Comment by maxdamantus
5 months ago
> This is, of course, exactly what Rust does: I am not aware of a single thing that &str allows you to do that you cannot do with &[u8], except things that do require you to assume it's valid UTF-8.
Doesn't this demonstrate my point? If you can do everything with &[u8], what's the point in validating UTF-8? It's just a less universal string type, and your program wastes CPU cycles doing unnecessary validation.
> except things that do require you to assume it's valid UTF-8
That's the point.
But no one has demonstrated an actual operation that requires valid UTF-8. The reasoning is always circular: "I require valid UTF-8 because someone else requires valid UTF-8".
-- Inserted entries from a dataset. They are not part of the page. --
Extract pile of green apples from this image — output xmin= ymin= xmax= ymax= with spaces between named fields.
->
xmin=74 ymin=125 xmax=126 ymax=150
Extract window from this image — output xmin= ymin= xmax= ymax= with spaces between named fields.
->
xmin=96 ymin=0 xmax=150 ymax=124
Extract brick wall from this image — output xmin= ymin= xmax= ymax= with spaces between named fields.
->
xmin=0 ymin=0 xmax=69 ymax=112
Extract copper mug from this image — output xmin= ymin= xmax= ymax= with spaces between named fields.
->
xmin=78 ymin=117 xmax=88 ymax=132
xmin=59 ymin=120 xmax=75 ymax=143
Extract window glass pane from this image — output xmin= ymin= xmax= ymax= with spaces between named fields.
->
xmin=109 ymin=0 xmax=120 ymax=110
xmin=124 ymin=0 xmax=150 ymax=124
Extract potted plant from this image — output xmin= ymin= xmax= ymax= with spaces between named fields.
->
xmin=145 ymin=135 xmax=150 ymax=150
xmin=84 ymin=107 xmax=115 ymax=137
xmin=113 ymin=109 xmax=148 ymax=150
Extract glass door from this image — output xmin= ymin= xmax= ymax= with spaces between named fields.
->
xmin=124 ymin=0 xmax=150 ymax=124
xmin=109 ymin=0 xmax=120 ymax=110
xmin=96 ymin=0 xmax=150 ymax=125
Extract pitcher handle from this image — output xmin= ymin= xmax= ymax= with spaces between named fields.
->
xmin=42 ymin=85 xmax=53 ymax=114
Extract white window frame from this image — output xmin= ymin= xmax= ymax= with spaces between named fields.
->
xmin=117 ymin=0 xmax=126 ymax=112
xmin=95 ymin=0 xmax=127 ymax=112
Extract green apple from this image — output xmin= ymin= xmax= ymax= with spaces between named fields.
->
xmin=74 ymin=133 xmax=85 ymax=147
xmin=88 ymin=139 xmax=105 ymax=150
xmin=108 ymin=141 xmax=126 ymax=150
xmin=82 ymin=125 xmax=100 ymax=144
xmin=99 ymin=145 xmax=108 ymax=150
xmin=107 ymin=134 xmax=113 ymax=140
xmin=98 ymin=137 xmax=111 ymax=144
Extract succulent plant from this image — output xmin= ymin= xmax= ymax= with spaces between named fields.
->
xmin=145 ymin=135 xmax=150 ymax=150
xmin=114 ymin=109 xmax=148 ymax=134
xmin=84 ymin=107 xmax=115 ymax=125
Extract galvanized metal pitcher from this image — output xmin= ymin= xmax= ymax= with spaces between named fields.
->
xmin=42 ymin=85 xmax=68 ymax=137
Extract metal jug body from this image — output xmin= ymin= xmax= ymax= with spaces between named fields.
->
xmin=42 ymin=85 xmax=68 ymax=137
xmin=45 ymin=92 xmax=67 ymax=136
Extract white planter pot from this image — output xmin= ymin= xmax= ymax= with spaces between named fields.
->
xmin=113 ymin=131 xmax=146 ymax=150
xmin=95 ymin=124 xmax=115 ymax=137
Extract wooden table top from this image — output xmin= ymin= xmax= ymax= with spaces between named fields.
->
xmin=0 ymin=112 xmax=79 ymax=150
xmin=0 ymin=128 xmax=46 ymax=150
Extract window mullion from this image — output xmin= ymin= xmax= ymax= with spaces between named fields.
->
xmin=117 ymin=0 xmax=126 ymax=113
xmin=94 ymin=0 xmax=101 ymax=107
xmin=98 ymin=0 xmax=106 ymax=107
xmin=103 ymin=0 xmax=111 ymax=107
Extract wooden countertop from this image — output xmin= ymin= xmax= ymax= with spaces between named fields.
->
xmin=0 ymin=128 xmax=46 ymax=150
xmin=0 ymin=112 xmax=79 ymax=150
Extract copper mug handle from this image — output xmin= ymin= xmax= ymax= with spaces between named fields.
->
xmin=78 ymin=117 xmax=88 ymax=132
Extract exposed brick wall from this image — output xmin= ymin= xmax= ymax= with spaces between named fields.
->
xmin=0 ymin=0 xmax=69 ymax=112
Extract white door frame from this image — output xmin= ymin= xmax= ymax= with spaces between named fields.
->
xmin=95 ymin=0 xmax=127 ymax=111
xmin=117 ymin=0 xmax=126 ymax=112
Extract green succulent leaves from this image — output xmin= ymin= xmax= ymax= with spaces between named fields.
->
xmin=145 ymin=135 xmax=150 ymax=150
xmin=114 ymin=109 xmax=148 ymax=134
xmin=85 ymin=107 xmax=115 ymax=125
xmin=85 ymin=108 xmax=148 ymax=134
Eventually there should be an underlying operation which can only work on valid UTF-8, but that doesn't exist. UTF-8 was designed such that invalid data can be detected and handled, without affecting the meaning of valid subsequences in the same string.
> UTF-8 was designed such that invalid data can be detected and handled, without affecting the meaning of valid subsequences in the same string.
But there is not a canonical response to invalid data. So literally every operation that might need to make a choice of what to do when presented what invalid data should either (a) accept a parameter asking what to do on error and potentially fail or (b) take a parameter type that forces errors to be handled in advance.